The decision by the International Olympic Committee to eliminate wrestling from the Olympics is not that hard to figure out.
Anyone who has watched the political drama around these games knows why one of the oldest and most respected sports in these games was tossed in the dumpster.
The IOC would rather have Tiger over a takedown, ratings over a reversal and popularity over pins.
When the United States developed the Dream Team for basketball, in a way, it marked a threat against every sport that lacks that type of charisma, including wrestling. The IOC saw the big boost the Dream Team gave them in television ratings, which of course leads to more advertising dollars, which leads to Olympic Games that don't finish in the red.
That star power doesn't exist in wrestling, or many other sports. In the eyes of IOC members, that made wrestling expendable.

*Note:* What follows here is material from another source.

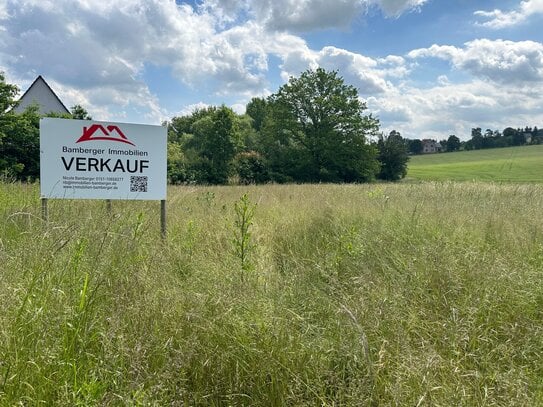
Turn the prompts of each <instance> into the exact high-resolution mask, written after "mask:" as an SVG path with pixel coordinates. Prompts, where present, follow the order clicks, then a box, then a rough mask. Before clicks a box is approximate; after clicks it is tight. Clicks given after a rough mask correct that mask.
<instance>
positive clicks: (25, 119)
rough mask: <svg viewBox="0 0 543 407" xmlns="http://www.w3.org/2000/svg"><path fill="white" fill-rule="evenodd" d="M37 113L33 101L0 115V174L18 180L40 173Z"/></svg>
mask: <svg viewBox="0 0 543 407" xmlns="http://www.w3.org/2000/svg"><path fill="white" fill-rule="evenodd" d="M39 122H40V116H39V113H38V107H37V106H36V105H31V106H29V107H28V108H27V109H26V110H25V111H24V112H23V113H21V114H17V113H15V112H13V111H10V112H7V113H6V114H3V115H0V174H1V175H4V176H6V175H7V176H8V177H13V178H14V179H18V180H22V181H24V180H30V181H32V180H35V179H37V178H39V175H40V132H39Z"/></svg>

It would be a mistake to think the IOC cares much about the competitive level or the tradition of the Games. For decades, this group turned a blind eye to the, ahem, peculiar body types of some of its competitors because the scandal of performance-enhancing activities would be devastating to the so-called sanctity of the games.
Allowing professional athletes to participate changed the landscape for the IOC, which is made up mostly of European aristocrats and select family members. Lobbying for change occurs at cocktail parties, not corporate headquarters, and with people who don't necessarily appreciate history or tradition unless it directly affects their native country.
Wrestling has at times been its own worst enemy, especially Greco-Roman where its a tough task to explain the rules to someone not familiar with the sport. It does not have a high television viewership so it doesn't receive the plum scheduling spots. Only the most fervent fan knows the strategy.
Wrestling has also been hurt by the - how can I put this diplomatically - inconsistencies of those who run the sport. Google Cary Kolat and shoelaces if you want an example.
Wrestling's supporters might be able to change the minds of the IOC members, but that won't be easy. Once removed, a sport would have a tough road for reinstatement.
And that would be cruelest takedown of all.